I kept telling Boog we need to quit the whining. Really....I'm so sweet, sometimes. But what I meant was, it's just like this occasionally. It's busy. These months, for some reason, everyone starts to plan things.....parties, functions, get togethers, festivals, water fights, cat fights you name it - it's planned.

But then - everything stops. January usually puts the capital B in Boredom.....do you agree? And we adjust to life in winter lane where the tv is bad and the weather is worse. Longing for spring to rejuvenate things again.

What's worse?
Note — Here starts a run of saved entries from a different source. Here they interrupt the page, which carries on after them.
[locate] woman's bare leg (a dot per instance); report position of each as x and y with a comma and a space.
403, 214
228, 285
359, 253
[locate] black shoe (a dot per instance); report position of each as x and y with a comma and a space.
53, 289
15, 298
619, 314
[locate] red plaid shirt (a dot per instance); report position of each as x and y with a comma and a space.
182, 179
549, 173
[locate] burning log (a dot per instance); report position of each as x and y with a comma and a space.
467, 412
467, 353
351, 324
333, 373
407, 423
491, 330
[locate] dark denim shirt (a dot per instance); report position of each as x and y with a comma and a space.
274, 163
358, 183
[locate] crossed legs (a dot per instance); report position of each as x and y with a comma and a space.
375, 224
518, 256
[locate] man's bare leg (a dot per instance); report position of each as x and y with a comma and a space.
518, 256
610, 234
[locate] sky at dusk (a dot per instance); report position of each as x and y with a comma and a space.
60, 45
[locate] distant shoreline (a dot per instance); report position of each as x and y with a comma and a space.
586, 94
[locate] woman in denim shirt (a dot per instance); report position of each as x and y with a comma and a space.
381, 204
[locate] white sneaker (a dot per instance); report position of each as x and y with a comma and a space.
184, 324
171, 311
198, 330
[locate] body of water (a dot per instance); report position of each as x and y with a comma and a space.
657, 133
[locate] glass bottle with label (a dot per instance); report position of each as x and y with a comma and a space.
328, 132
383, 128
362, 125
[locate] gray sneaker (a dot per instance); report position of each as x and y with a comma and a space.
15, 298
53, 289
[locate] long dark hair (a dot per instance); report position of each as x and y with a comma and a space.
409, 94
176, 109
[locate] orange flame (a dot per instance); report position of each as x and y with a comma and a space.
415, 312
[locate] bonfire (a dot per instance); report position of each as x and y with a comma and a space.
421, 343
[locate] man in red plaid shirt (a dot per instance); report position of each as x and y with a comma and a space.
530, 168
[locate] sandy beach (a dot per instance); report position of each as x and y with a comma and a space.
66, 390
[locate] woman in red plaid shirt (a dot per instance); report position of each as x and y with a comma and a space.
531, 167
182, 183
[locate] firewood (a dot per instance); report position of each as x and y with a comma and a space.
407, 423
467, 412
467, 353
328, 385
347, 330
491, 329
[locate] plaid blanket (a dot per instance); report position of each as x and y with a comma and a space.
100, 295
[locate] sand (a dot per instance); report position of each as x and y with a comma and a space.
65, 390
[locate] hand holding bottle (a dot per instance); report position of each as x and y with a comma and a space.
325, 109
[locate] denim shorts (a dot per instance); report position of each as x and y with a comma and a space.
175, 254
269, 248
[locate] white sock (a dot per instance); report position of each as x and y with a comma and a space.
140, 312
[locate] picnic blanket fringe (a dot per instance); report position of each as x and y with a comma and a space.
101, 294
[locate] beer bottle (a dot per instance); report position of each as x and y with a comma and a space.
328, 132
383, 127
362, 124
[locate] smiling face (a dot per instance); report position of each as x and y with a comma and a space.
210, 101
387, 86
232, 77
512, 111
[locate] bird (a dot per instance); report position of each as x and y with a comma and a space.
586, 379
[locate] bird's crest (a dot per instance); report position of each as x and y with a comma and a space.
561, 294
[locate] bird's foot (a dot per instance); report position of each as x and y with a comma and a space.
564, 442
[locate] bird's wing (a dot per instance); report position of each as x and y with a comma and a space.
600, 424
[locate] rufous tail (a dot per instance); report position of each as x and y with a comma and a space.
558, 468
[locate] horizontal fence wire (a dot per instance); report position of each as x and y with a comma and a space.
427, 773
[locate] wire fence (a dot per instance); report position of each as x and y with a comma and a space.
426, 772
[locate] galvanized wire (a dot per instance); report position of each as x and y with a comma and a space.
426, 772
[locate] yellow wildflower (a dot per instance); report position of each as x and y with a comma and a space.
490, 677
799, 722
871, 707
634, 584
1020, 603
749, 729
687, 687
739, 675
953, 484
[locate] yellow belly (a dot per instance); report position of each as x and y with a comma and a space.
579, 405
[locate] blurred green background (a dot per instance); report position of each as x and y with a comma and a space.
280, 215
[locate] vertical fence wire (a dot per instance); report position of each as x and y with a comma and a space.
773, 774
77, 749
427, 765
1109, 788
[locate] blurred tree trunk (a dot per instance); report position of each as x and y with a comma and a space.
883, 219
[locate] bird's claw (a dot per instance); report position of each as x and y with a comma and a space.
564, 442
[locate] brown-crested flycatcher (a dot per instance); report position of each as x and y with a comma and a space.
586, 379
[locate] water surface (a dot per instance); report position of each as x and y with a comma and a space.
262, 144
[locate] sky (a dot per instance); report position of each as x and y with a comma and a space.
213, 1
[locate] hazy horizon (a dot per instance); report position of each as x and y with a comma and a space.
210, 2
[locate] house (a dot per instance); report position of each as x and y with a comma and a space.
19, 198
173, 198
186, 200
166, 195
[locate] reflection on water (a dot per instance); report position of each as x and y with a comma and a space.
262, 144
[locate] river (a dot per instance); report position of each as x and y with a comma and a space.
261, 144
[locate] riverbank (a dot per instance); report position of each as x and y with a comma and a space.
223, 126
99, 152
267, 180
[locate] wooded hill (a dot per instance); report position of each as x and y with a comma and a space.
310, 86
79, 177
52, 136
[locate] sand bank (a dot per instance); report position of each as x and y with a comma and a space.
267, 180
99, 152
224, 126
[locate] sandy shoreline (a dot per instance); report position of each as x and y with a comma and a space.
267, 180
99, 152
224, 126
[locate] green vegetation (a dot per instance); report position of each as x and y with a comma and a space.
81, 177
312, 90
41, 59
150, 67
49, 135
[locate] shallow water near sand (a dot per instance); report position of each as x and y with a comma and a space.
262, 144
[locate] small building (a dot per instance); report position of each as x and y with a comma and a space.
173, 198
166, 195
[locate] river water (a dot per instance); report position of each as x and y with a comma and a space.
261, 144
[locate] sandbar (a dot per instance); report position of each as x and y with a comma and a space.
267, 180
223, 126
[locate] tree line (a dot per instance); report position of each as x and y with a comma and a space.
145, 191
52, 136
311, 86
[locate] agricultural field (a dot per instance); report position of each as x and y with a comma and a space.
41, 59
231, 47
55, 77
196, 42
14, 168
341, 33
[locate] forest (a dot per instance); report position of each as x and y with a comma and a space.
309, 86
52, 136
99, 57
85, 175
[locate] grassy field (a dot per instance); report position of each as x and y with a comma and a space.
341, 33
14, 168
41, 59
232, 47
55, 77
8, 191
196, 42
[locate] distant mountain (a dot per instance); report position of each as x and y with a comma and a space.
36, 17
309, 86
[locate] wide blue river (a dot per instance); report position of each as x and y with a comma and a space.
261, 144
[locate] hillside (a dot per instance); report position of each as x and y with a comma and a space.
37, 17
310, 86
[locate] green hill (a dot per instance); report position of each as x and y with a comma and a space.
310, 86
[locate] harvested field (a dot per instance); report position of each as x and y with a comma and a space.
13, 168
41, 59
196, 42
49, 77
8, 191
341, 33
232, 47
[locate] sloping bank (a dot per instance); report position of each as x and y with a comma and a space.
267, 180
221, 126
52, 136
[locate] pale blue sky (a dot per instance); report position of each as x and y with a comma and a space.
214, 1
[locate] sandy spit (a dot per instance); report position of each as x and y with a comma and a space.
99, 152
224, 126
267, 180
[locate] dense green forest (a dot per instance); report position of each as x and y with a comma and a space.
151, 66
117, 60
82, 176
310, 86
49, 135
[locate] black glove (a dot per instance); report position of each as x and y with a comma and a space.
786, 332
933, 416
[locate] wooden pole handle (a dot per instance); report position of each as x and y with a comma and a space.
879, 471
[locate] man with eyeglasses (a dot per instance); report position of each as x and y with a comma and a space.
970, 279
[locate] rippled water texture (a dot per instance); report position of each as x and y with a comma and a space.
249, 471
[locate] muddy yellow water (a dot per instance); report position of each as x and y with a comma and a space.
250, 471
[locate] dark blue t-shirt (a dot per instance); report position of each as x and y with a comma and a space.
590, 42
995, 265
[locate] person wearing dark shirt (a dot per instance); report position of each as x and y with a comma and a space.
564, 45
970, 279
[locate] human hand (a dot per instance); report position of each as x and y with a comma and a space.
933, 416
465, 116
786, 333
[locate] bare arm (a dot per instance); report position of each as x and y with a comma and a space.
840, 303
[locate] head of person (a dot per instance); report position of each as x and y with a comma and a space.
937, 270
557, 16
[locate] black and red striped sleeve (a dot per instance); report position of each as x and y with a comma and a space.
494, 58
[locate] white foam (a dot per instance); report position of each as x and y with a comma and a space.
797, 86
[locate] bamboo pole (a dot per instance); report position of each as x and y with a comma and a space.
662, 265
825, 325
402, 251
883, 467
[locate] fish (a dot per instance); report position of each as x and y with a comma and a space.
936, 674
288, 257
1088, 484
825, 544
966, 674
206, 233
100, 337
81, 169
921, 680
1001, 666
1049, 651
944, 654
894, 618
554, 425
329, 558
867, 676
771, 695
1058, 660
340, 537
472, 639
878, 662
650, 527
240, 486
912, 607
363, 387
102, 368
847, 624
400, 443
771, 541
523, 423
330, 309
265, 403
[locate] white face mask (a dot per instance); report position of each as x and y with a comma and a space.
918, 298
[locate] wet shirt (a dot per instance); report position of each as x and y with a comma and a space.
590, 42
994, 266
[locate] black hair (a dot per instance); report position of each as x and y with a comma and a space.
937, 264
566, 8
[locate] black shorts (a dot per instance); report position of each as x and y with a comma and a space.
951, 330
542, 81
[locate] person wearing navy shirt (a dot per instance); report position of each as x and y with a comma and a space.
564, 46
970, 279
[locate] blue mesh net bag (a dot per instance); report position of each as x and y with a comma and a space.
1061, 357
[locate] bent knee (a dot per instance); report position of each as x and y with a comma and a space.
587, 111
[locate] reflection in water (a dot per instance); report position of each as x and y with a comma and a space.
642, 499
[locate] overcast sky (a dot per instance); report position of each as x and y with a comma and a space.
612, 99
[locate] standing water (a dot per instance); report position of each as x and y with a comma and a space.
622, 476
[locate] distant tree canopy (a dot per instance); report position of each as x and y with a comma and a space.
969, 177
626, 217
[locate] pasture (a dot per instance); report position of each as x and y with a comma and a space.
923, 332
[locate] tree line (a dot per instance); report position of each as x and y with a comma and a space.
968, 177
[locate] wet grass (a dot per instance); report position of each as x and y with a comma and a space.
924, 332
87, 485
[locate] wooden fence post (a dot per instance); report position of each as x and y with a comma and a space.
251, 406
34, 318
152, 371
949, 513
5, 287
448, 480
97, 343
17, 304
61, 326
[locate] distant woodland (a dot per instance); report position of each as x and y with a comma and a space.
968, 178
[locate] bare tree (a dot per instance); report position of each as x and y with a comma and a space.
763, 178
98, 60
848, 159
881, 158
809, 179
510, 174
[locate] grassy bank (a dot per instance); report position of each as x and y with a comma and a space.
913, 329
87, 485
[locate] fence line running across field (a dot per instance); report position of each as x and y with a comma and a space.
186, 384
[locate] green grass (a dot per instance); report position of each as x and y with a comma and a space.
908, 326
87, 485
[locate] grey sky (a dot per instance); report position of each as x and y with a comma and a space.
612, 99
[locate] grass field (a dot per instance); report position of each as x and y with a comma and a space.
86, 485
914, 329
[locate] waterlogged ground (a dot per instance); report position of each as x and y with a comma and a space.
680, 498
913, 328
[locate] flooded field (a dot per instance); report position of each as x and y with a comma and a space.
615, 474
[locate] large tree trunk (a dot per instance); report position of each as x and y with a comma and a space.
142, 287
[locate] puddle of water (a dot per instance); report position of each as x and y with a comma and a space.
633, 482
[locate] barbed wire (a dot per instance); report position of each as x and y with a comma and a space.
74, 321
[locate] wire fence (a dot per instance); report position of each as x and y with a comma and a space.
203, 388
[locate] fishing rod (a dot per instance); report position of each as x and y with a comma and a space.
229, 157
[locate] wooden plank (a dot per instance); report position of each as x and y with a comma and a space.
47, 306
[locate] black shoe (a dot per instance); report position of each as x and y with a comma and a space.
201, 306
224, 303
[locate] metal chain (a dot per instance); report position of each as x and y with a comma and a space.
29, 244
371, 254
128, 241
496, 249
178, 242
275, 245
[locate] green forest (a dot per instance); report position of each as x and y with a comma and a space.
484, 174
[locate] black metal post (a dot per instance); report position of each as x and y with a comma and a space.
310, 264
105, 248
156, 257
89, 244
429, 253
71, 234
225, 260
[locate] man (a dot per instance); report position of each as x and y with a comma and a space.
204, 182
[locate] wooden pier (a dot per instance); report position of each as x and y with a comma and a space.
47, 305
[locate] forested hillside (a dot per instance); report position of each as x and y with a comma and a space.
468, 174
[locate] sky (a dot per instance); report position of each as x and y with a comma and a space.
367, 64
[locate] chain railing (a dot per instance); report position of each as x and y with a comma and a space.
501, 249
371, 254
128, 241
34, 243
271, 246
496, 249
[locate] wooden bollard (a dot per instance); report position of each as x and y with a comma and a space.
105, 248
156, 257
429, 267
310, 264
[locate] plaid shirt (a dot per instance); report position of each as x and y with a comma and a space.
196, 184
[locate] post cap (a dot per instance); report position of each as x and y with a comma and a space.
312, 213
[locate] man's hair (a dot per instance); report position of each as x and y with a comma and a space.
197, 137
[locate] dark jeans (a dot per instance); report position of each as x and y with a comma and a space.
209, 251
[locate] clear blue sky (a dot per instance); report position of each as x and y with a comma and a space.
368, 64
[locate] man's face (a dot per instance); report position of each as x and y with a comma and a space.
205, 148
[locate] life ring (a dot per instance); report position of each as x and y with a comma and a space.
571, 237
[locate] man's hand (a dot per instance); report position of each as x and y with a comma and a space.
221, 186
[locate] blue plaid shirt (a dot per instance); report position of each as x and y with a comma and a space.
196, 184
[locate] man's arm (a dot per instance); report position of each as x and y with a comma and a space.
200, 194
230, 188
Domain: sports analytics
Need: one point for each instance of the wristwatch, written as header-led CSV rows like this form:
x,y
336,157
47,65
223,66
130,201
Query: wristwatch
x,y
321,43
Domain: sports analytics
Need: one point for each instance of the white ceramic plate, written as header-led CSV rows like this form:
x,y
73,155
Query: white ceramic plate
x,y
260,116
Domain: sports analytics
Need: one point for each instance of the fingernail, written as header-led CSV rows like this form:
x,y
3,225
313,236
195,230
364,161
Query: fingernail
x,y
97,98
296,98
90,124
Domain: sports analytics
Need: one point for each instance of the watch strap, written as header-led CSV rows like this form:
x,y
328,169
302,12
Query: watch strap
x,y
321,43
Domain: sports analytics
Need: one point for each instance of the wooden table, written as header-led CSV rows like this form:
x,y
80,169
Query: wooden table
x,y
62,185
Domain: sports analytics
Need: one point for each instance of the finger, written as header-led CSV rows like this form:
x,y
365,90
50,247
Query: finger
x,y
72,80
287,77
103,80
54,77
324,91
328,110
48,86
Boredom or Busyness?

I prefer the wave.

A time of busyness, to let me know that I'm still alive and there are people around me to care for (not that I do a great job, but I try). Followed by a time of boredom, to let me clean my house and organize my life......you know, the wave.

Without the wave, I think I would either have a heart attack by stress or die of loneliness if either of the two became my only option.

I know there are others out there probably surfing the Busy Wave right now. If so, count your blessings. You could have no one to care for.....or have nothing to be a part of.......or no one that cared if you were there or not.

Today (and maybe just today....hey, one victory at a time), I choose to quit the whining myself. Count my blessings......and enjoy surfing. Surfing must be on my mind.....I did just get back from California!